Heirs sounded like someone had lit off a string of firecrackers in a fridge. The songs spent so much time at high intensity that the record, while exhilarating, was a drain to take in. Baby wipes and a cold glass of water were mandatory post-listen. It was a testament to the band's songwriting ability that the material held together so well, meeting or exceeding what Dyscordia and Traitors offered.

With The Killing Gods, though, Misery Index have eased off on the speed and pummeling. The record opens with "Urfaust," which is a minute of clean, ringing notes and a melancholy guitar line. That's our first clue. "The Calling" erupts like a Heirs track, M-80s in a Kenmore, Adam Jarvis double bass and fills and blastbeats all over the place, business as usual, but then at 2:46 we get a guitar solo! And it lasts nineteen seconds! New tricks! "The Oath" follows it, another calm instrumental track with frog chirrups in the background. (Recall Morbid Angel's "Kawazu".) "Conjuring the Call" could be a Dyscordia track, except that Adam Jarvis' drumming is even more ridiculous than it used to be. More new tricks: the ominous, droning tremolo riffs at 0:50 and a 2:20 and two more solos! Rather than breathlessly narrate every track, I'll say this: there are solos on at least four more tracks. Listen closely and other, subtle creative touches are there. Maybe it's maturity and experience unconsciously driving this understated creativity. Maybe it's intentional. I don't know, whatever.

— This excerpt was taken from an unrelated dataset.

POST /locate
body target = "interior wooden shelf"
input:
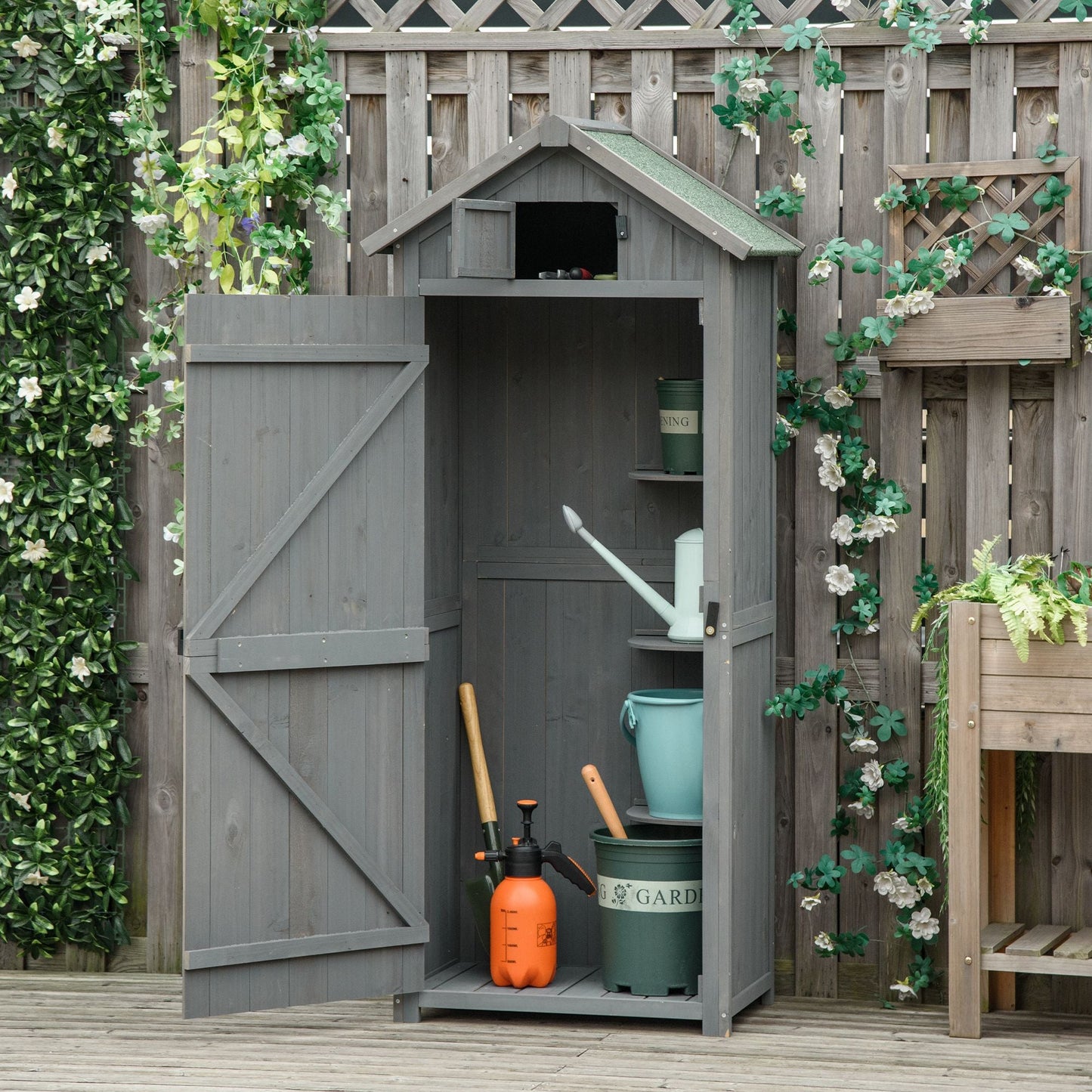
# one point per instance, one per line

It's time to talk about Adam Jarvis and drumming again. His last recorded effort was Pig Destroyer's Book Burner, and I found his contributions disappointing compared to his usual efforts. No worries though, because The Killing Gods is his best work yet. His performance reminds me of how much drumming matters to me in death metal. Witness The Ordher's Kill The Betrayers, a conventional effort lifted high by a drumming performance that can overwhelm or can make heads nod. Same with Cattle Decapitation's breakout hit The Monolith of Inhumanity. Few drummers can maintain the BPM and intensity of death metal and grindcore without becoming mechanical; those aforementioned albums have drummers who can do it, and so can Jarvis. Great drumming, it seems, can do some interesting things to the human mind.

I love when a band when a band evolves without abandoning their core style or running out of riffs. We heard some of The Killing Gods at Maryland Deathfest, and it was a real treat.